Our equation $ x+3=5 $ also has just one variable ‘x’.
We have to find the value of ‘x’ which will satisfy our given equation.
We can go by the method of hit and trial in this method we try to get the value of solution by guessing a number and then try it in our given equation.
Let $ x=0 $ , in $ \dfrac{1}{3}+x=\dfrac{5}{6} $
We put $ x=0 $ , we get –
 $ \dfrac{1}{3}+0=\dfrac{5}{6} $
 $ \dfrac{1}{3}=\dfrac{5}{6} $ Not true.
So $ x=0 $ is not the solution.
We put $ x=1 $ , we get –
 $ \dfrac{1}{3}+1=\dfrac{5}{6} $
By solving we get –
 $ \dfrac{1+3}{3}=\dfrac{5}{6} $
 $ \dfrac{4}{3}=\dfrac{5}{6} $ , which is not true.
So, $ x=1 $ is also not solution.
We try another value $ x=\dfrac{1}{3} $ , we get –
 $ \dfrac{1}{3}+\dfrac{1}{3}=\dfrac{5}{6} $
 $ \dfrac{2}{3}=\dfrac{5}{6} $ which is not true.

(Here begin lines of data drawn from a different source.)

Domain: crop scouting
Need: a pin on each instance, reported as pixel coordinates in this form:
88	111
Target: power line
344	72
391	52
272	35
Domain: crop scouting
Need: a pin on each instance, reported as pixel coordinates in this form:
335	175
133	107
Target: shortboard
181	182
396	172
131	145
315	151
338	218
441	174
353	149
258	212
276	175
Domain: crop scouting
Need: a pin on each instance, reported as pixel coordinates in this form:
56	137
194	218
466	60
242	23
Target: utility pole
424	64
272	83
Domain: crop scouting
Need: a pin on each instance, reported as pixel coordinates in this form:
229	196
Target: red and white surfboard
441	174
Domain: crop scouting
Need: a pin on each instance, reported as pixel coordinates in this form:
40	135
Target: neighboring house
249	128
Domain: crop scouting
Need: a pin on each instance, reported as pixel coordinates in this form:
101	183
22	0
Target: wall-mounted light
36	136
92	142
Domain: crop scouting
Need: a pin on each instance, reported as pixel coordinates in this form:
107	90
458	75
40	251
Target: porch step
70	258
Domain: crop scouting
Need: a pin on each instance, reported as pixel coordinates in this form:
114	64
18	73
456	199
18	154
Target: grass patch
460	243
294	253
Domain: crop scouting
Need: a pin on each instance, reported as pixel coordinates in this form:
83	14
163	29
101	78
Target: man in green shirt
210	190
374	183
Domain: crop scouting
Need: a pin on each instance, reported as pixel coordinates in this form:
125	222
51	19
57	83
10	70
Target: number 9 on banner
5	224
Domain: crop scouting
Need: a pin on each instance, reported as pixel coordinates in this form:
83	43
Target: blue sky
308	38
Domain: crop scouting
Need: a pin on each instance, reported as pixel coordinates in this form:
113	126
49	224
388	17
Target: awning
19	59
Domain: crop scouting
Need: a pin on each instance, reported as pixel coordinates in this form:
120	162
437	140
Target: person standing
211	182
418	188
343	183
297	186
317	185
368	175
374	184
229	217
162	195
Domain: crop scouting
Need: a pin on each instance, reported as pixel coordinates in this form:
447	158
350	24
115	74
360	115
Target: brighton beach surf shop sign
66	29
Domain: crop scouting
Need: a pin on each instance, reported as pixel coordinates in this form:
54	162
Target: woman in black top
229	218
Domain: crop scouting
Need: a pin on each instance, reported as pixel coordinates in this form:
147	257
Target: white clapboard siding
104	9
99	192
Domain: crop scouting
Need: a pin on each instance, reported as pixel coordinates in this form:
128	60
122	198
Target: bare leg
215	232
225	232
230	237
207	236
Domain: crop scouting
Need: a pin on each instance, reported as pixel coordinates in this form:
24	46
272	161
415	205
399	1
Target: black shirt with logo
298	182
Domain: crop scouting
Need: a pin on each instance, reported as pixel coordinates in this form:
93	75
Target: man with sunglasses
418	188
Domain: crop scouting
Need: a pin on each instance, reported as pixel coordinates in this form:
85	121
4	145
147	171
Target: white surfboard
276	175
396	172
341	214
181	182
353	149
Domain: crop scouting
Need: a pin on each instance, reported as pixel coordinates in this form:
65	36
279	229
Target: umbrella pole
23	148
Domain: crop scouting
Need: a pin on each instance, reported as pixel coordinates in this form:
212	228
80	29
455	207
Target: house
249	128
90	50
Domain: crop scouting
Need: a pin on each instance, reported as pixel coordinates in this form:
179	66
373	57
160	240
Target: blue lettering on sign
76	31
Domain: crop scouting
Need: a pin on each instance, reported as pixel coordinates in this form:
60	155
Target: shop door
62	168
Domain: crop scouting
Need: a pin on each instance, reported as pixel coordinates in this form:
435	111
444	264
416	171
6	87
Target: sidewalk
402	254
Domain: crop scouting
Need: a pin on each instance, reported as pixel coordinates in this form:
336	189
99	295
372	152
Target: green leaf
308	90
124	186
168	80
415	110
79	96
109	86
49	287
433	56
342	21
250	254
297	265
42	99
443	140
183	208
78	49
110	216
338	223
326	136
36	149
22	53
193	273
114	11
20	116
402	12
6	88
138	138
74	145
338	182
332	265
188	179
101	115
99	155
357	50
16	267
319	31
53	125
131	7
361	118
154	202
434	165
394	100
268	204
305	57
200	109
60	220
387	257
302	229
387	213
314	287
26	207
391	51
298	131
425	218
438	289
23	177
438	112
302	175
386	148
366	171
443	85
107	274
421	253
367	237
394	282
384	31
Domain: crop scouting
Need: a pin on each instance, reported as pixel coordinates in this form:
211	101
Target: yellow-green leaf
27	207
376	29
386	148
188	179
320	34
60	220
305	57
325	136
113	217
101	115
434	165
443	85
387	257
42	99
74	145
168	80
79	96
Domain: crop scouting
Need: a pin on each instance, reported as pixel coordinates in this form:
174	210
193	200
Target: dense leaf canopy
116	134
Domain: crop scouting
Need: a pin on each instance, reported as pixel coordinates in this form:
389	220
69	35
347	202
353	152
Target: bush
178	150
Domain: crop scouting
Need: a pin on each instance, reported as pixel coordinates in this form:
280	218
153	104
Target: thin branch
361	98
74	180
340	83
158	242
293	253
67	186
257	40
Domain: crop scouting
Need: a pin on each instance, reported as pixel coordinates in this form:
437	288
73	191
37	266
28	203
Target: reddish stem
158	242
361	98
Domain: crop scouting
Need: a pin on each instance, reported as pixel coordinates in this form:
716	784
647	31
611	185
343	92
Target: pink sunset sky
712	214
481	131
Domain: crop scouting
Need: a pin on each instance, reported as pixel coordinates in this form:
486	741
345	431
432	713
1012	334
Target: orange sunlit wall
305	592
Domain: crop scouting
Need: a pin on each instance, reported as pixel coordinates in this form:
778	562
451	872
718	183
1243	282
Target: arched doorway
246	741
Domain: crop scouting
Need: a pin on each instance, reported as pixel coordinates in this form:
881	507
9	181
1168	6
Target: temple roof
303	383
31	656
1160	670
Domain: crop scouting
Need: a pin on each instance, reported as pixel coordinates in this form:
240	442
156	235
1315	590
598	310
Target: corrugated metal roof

So, $ x=\dfrac{1}{3} $ is also not true.
Now we put $ x=\dfrac{1}{2} $ in $ \dfrac{1}{3}+x=\dfrac{5}{6} $ we get –
 $ \dfrac{1}{3}+\dfrac{1}{2}=\dfrac{5}{6} $
 $ \dfrac{2+3}{6}+=\dfrac{5}{6} $
 $ \dfrac{5}{6}=\dfrac{5}{6} $
LHS = RHS
So, $ x=\dfrac{1}{2} $ is our solution.
This method is quite lengthy sometimes.
We also use the algebraic operation to solve such problems in an easy way.
We have –
 $ \dfrac{1}{3}+x=\dfrac{5}{6} $
Now, we subtract $ \dfrac{1}{3} $ on both side, we get –
 $ \dfrac{1}{3}+x-\dfrac{1}{3}=\dfrac{5}{6}-\dfrac{1}{3} $
Simplifying, we get –
 $ x=\dfrac{5}{6}-\dfrac{1}{3} $
Solving both hand side, we get –
 $ x=\dfrac{5-2}{6}=\dfrac{3}{6}=\dfrac{1}{2} $
So, we get $ x=\dfrac{1}{2} $ in the current solution.

Note:
While solving this problem hit and trial will become lengthier as sometimes we may start from a point and move in say positive direction but our solution lies on negative side. So, we will keep finding and still get nothing so we use algebra, in which we cancel all the terms by addition, subtraction, multiplication, and division. This will make the solution easy and short.